Indeed, partly this is because United are United, the entity that continues to feed the cycle, a major institution that must always be generating the big feelings. However, partly this is a seasonal affliction, a swing of judgment most visibly and harshly glimpsed at this time of year, roughly four weeks after the window has closed. All summer long we have been coveting players, eulogising them, salivating over them. Yet, only a handful of games later, many of those same players are already being disdained as broken goods. Is it time to worry about Jamie Gittens? Was Arsenal's purchase of Viktor Gyökeres necessary? What was the purpose of another expensive buy?

The Bigger Picture

It seems fitting that Sesko meets their rivals on the weekend: a team simultaneously on a long unbeaten run at their stadium in the Premier League and somehow in their own state of feverish crisis, like submitting a a report on a person who went to the store 30 minutes ago. Defensively suspect. Their star finished. Alexander Isak waste of money.
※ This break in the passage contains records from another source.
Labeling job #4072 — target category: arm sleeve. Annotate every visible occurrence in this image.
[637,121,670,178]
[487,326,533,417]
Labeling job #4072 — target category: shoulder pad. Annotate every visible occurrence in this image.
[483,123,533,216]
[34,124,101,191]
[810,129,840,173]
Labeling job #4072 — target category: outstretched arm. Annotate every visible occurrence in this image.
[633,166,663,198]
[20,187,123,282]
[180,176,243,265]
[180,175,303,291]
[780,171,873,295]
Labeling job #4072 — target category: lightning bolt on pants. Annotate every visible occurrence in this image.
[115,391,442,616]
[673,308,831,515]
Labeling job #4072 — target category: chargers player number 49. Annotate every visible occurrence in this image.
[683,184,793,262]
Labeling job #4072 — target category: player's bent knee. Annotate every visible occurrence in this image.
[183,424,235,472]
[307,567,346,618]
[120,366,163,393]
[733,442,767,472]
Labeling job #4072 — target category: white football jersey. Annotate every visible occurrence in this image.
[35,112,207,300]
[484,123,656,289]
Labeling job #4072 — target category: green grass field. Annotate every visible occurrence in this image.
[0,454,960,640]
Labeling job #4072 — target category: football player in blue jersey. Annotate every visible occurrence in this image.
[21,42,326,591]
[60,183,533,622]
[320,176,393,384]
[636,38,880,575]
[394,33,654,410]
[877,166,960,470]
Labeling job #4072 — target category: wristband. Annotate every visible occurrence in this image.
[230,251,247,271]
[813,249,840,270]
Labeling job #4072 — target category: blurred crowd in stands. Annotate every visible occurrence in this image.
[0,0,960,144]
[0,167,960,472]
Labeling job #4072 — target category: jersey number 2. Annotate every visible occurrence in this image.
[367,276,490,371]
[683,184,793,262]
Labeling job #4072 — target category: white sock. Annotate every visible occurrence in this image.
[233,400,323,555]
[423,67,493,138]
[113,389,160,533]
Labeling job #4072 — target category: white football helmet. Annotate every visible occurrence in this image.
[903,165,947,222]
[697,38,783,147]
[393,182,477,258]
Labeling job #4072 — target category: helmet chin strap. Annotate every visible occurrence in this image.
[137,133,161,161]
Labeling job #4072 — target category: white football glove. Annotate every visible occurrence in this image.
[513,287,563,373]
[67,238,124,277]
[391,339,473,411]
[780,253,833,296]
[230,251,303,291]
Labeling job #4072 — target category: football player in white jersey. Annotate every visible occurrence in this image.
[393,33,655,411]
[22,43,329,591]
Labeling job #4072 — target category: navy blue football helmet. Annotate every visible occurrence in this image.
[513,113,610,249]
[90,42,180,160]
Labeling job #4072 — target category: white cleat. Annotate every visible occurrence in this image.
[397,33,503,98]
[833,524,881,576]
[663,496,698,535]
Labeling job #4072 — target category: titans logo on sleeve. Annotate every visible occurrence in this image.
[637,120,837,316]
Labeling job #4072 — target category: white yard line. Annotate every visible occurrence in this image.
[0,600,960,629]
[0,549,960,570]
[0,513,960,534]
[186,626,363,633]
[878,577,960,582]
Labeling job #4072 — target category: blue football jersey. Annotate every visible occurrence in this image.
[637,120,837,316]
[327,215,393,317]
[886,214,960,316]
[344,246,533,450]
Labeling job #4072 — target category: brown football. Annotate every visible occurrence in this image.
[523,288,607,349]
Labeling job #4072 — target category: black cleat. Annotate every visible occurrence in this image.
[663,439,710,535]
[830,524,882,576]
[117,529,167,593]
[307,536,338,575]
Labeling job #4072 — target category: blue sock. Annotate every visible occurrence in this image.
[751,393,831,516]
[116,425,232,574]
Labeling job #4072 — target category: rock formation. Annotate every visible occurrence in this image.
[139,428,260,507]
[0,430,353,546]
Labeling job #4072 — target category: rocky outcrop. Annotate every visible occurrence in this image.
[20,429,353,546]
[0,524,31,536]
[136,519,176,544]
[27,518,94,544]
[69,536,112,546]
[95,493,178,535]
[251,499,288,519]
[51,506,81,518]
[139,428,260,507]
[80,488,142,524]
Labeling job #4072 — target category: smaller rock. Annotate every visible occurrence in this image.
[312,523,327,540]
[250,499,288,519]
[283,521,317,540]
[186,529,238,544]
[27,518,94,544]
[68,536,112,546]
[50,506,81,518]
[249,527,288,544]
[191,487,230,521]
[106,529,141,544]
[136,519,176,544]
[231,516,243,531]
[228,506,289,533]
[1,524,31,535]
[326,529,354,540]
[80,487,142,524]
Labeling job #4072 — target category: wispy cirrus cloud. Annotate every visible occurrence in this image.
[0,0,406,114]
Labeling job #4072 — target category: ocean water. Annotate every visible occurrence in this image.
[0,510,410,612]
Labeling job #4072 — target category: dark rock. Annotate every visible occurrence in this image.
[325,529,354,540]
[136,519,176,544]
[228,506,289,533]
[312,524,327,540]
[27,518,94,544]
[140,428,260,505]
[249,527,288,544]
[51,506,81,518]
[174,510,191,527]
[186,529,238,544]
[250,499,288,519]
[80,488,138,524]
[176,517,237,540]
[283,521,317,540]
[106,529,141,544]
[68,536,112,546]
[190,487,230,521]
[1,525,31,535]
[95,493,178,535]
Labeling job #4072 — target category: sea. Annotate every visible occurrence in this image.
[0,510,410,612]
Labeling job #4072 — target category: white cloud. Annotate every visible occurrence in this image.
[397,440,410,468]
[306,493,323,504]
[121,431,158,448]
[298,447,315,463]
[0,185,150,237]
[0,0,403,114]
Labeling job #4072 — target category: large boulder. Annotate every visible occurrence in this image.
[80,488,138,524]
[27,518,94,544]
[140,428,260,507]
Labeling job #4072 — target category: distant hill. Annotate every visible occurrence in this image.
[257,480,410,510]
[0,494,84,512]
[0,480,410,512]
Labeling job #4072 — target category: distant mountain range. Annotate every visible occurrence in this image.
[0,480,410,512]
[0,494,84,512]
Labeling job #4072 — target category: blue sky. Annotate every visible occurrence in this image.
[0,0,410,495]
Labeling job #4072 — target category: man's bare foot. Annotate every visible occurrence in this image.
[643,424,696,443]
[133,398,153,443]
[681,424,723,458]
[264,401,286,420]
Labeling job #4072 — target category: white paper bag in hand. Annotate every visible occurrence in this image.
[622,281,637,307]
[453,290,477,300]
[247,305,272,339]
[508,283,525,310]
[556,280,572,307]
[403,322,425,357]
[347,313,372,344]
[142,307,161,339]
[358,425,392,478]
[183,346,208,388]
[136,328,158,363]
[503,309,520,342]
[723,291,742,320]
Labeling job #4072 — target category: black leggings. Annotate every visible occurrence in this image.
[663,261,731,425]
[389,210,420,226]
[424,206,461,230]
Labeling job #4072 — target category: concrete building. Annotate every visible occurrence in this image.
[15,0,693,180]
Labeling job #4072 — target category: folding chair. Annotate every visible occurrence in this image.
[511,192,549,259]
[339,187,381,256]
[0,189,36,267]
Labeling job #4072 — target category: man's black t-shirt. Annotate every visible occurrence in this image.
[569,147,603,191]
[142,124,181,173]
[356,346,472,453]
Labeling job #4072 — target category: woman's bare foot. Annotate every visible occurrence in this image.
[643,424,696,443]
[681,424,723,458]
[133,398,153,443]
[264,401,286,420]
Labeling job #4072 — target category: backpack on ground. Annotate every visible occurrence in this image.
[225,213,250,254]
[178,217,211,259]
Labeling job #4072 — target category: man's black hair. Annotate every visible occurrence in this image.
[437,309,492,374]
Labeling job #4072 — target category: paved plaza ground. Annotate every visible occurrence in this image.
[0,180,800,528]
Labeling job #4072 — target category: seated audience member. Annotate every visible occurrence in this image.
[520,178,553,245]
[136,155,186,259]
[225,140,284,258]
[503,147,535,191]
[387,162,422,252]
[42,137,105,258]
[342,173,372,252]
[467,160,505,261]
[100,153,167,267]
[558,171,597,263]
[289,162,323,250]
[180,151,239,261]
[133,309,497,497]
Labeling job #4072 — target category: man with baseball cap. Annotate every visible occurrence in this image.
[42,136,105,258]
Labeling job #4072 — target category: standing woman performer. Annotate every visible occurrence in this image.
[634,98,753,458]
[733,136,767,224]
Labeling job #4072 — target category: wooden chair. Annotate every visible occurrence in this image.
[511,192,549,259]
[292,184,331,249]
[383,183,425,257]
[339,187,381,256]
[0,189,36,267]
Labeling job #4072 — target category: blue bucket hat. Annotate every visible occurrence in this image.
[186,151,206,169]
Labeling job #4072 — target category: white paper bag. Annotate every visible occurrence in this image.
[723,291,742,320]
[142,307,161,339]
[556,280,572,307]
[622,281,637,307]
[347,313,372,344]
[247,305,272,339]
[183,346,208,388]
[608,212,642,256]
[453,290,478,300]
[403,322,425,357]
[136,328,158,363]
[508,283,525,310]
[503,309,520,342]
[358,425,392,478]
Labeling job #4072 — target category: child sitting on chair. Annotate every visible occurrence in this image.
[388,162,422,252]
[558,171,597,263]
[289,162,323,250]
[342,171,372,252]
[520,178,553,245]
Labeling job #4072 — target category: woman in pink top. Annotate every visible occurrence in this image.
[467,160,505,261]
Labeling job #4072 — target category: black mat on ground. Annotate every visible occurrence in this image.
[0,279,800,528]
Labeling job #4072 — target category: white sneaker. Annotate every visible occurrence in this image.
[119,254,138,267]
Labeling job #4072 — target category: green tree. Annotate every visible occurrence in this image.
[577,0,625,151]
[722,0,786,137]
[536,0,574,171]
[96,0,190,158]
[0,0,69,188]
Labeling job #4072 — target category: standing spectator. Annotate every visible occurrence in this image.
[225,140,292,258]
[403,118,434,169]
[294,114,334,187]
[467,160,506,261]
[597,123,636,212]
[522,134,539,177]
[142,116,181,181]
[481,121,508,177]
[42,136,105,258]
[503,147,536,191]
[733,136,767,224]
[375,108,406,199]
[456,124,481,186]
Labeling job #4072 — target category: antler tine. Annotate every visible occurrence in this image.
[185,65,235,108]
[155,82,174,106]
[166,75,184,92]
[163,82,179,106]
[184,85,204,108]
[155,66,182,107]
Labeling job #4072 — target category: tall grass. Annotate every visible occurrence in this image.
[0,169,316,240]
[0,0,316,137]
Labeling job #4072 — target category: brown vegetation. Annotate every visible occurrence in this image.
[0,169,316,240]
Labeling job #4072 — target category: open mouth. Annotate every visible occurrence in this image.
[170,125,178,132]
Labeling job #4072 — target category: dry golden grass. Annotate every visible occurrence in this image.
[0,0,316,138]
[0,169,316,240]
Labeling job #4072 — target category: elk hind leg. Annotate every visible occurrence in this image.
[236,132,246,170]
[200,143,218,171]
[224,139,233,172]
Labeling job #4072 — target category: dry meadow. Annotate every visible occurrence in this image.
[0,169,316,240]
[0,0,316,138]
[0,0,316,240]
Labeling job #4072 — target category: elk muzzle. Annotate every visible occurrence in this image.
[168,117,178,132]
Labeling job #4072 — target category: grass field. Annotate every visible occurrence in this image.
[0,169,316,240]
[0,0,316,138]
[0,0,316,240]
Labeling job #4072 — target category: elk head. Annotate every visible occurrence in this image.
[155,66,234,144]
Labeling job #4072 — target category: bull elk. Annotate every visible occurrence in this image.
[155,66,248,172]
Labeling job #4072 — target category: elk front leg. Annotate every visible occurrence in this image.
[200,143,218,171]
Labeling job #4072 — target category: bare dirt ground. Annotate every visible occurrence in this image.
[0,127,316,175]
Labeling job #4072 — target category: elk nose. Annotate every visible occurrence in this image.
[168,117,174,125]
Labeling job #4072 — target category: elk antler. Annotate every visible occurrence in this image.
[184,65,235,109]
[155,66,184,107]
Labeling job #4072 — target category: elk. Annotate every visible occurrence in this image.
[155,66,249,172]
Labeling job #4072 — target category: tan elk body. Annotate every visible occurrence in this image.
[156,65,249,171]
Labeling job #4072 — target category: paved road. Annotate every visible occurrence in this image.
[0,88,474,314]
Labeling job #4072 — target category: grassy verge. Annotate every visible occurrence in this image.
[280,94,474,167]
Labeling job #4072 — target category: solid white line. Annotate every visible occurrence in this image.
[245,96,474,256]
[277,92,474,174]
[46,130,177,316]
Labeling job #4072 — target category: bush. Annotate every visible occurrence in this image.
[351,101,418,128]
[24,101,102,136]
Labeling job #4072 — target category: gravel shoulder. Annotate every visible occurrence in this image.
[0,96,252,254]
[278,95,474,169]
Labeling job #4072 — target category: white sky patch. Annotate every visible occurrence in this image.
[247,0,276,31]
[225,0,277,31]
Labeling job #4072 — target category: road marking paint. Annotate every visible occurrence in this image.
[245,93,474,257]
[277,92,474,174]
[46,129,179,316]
Arne Slot bald.

Perhaps we have failed to understand the way the storyline of football has begun to supplant football itself, to inflect the way we view it, an entire sport repivoted around talking points and reaction, something that happens in the background while we scroll through our devices, incapable to detach from the saline drip of opinions and more takes. It may be this player bearing the brunt at present. But in a way, everyone is sacrificing a part of the experience here.

Kristen Burton
Kristen Burton

Elena is a seasoned luxury travel writer with a passion for uncovering exclusive destinations and sharing insider tips.